Limiting reliance on industrial agriculture helps households reduce greenhouse gas emissions. The global food system accounts for a quarter of greenhouse gas emissions worldwide. Harvesting fruits and vegetables from a backyard or community garden also prevents the emissions necessary for the transportation of those goods.
Home or community gardeners can help their local ecosystems through caring for their soil, thus creating a healthy environment to absorb and store carbon.
“Soil has the potential—if it’s healthy soil—to lock carbon up in what are called micro-aggregates, or aggregates, that are resistant to breakdown and store that carbon for long periods of time,” Dybzinski said. “And that takes healthy soil, that takes soil with a living community of bacteria, fungi, and a living community of roots.”
Gardeners can amend their soil with compost and organic material to improve soil structure and feed microorganisms. Plant growers should also minimize their use of pesticides and herbicides to avoid indirect harm to the microbial community in the soil. Overuse of pesticides can inadvertently harm pollinators, too.
Through composting food waste, households can also divert organic biomass from landfills, reducing their production of greenhouse gases that trap heat in the atmosphere. Organic matter, such as food waste or yard trimmings, start to decay without access to sunlight or oxygen; the decay then produces detrimental levels of methane, a dangerous greenhouse gas responsible for climate change.
Along with amending soil with compost, gardeners should do what they do best: plant more greenery. Plants, especially trees, help mitigate the acceleration of climate change by storing carbon.
“Trees do this tremendously because they have wood, which is carbon-rich and super long-lived. It even decomposes really slowly,” Dybzinski said. “But all plants contribute to this in so far as they contribute to carbon stored in soil.”
In home or community gardens, people should also avoid overwatering and eliminate synthetic fertilizers that may pollute water sources. Climate change has been tied to extreme weather conditions, including increased heat waves and droughts. Limiting water use helps preserve resources for these events.

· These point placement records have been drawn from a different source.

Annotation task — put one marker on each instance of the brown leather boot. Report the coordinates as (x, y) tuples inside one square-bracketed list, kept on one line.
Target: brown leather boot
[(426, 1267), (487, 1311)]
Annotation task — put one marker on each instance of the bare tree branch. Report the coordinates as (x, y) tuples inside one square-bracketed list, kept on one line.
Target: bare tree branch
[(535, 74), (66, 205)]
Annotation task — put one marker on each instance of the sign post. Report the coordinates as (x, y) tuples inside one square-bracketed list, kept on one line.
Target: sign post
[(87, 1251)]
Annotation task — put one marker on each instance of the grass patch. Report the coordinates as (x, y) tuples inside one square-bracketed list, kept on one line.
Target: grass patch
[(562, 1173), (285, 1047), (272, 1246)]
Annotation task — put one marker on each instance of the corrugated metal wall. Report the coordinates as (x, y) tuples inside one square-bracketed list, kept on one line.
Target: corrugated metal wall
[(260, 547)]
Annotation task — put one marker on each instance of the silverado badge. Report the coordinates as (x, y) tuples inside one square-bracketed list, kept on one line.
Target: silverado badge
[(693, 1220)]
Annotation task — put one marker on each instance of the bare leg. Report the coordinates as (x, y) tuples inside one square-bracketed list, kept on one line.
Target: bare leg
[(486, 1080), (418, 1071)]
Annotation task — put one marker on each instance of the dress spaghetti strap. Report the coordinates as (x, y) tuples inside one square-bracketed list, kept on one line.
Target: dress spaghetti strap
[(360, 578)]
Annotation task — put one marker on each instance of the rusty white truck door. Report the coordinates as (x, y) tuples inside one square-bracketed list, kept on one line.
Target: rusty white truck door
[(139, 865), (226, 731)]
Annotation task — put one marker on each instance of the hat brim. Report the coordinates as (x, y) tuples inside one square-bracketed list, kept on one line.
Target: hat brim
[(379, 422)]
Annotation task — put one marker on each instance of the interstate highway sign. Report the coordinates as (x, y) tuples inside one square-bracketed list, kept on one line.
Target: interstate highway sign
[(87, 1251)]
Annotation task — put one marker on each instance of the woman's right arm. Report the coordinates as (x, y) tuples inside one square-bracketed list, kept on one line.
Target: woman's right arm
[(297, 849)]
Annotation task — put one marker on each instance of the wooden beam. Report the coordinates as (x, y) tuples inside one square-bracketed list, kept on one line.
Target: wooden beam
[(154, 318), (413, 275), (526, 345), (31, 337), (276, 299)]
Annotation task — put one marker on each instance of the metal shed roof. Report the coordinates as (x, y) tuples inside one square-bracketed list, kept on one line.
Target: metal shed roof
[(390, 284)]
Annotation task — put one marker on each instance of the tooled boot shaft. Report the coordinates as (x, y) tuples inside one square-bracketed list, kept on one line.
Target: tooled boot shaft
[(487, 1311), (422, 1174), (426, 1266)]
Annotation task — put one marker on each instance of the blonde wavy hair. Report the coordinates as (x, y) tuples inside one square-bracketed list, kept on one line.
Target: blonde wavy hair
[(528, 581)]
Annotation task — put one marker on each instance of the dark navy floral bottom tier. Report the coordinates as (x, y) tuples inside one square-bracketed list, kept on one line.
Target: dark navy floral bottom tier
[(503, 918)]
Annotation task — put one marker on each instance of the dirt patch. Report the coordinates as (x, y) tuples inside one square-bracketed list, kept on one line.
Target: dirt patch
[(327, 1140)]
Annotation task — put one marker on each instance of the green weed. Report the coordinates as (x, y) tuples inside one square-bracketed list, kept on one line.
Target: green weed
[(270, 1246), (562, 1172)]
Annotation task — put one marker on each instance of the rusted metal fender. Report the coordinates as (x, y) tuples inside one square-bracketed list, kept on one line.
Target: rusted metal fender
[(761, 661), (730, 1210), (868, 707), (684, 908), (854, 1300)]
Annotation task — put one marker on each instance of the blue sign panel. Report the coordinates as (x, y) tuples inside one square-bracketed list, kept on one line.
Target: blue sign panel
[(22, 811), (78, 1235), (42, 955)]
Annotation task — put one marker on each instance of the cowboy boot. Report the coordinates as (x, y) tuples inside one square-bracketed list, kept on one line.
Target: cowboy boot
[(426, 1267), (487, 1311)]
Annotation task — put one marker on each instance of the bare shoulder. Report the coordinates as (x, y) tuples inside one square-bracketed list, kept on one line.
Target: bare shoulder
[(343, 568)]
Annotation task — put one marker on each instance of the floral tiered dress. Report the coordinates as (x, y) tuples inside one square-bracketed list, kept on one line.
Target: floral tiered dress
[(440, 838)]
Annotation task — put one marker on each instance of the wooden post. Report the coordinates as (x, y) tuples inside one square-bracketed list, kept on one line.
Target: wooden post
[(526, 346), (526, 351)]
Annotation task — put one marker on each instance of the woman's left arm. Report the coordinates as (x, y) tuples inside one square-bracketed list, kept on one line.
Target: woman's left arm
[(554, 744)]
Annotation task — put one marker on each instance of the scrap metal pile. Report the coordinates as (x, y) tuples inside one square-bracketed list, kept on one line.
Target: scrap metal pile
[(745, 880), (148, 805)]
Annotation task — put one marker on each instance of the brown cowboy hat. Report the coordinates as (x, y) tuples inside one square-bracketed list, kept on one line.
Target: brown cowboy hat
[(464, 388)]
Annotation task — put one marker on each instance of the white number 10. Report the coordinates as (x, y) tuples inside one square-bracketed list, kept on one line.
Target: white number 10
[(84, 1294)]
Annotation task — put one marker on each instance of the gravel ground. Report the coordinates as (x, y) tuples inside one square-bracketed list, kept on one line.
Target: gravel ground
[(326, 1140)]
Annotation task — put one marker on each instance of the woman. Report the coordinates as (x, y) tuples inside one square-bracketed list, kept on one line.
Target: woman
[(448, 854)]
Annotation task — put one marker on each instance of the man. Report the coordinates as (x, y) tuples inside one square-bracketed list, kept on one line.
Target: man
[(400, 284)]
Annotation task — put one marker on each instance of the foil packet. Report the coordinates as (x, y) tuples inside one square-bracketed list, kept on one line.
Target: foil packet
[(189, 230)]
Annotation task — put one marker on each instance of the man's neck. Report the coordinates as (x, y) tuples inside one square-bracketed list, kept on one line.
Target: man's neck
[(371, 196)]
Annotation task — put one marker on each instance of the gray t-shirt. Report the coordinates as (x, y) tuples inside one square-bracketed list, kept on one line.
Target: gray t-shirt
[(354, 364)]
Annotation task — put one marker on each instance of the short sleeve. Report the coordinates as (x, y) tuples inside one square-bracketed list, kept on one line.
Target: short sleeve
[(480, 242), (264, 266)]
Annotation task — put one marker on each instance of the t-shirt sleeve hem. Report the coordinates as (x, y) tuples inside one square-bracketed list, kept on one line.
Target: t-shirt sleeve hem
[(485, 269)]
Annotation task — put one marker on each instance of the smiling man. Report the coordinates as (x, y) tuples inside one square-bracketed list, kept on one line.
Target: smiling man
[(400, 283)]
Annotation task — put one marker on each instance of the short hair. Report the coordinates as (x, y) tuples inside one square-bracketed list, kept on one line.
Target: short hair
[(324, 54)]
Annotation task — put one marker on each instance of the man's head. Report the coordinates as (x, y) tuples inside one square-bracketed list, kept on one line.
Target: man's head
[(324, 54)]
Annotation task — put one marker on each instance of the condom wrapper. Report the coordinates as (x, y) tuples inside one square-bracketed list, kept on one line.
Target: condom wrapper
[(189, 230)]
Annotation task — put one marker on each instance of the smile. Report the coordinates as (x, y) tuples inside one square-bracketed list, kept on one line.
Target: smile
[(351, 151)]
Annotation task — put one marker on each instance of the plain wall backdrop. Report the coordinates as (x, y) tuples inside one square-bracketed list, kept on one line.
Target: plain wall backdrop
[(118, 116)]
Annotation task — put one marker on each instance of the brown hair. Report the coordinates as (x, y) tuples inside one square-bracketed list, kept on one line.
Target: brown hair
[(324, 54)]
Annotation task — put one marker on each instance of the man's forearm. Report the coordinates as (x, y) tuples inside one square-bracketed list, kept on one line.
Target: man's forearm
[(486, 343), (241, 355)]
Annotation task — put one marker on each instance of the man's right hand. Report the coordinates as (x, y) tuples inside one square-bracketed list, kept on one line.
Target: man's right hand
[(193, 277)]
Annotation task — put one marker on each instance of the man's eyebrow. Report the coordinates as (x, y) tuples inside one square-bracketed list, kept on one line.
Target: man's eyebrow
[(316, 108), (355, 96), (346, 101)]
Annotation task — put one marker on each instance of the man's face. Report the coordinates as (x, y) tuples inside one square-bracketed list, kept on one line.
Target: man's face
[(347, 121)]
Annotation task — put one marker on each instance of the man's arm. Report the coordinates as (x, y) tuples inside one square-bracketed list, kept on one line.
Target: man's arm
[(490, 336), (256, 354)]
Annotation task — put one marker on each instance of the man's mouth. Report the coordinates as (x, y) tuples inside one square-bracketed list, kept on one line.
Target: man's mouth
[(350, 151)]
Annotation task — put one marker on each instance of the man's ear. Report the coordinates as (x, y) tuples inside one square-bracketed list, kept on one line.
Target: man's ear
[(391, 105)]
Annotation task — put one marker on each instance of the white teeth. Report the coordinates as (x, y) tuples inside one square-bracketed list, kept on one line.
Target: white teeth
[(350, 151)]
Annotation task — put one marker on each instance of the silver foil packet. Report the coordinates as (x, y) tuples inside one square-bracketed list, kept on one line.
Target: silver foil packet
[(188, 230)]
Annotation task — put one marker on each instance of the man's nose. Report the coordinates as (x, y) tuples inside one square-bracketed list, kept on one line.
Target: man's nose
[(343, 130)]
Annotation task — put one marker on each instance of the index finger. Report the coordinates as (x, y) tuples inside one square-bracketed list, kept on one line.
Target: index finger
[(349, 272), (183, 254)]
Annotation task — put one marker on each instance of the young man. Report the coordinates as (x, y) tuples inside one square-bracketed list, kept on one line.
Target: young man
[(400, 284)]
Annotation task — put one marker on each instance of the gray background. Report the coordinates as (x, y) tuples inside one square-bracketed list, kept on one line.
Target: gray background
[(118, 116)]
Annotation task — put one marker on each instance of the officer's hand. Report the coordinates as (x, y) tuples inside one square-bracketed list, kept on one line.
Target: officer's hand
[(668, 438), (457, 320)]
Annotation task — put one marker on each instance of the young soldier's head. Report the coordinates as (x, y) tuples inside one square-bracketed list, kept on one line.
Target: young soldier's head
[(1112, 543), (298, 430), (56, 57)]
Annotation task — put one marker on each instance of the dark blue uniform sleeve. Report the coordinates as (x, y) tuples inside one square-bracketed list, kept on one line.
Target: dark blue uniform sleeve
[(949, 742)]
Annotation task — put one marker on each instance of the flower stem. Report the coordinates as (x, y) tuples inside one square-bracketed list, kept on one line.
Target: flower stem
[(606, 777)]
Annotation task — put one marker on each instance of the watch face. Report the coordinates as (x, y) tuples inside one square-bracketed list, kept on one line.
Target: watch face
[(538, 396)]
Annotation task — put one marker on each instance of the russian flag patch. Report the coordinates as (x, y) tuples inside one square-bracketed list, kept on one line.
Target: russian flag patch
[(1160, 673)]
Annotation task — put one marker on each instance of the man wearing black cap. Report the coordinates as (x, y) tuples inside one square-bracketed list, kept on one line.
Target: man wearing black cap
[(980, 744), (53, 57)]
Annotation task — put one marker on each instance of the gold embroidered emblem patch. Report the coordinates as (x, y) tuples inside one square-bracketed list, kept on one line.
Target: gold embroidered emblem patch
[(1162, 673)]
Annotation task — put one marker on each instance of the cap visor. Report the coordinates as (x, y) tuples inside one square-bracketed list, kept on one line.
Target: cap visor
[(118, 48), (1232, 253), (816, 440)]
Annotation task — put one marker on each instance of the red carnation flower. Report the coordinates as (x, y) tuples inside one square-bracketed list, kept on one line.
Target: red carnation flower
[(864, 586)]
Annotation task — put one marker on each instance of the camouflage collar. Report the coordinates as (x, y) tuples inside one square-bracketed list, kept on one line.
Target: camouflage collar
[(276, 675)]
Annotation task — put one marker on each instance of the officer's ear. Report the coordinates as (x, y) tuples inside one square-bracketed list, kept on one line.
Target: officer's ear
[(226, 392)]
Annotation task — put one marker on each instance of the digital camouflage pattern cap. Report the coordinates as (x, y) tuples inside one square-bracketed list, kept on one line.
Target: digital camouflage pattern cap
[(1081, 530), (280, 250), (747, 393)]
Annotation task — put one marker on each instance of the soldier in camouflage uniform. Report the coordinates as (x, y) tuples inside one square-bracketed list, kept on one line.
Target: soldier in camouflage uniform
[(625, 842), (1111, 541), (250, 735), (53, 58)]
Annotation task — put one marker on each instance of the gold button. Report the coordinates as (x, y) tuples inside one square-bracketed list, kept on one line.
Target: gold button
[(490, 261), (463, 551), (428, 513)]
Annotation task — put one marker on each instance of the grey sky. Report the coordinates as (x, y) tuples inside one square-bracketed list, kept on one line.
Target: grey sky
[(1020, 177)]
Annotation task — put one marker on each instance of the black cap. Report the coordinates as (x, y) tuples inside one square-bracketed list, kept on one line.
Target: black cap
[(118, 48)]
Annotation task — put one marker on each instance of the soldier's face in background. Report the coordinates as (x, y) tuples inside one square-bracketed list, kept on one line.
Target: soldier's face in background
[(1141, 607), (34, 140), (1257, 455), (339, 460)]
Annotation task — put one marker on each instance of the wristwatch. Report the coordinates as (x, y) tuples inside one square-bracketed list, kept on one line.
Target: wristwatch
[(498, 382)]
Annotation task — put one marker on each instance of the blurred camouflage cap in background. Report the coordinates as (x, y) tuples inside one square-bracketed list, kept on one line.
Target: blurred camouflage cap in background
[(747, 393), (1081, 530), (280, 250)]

“In the Phoenix area, it’s so green. It’s not meant to be green,” Hawke said. “Think of the resources we use to create a Midwestern or East Coast environment in Phoenix, instead of just going with what is native there and natural there.”
Understanding the soil and the needs of specific plants helps prevent overuse of water and additives. Planting native flowers and vegetables allows the soil to meet plants’ needs without the same reliance on manipulation from gardeners. Households with yards can consider trading gasoline-powered machinery for human-powered tools, such as hand clippers or rakes, to reduce household emissions if they’re able to do so.
Caring for plants helps people bond with the Earth, providing them with a deeper understanding of what we could lose if we fail to address climate change.
“By gardening, a person is really thinking about soil and thinking about food at an intimate level,” Dybzinski said. “They’re putting themselves into a worldview that is changing their larger outlook on the industrial food system and our current environmental crises, and I think it’s putting them in a good place.”
Knowledge of plants’ needs can translate into a passion to help protect the Earth, empowering gardeners to demand change from lawmakers and seek out the largest contributors to the climate crisis. On a micro level, gardeners can be intentional in their relationship with Mother Earth and live sustainably—and influence friends, family, and neighbors to do the same.
“It may be little things, but it’s all interconnected,” Hawke said. “Little things that you do that you think are inconsequential may very well affect others you’re not even aware of.”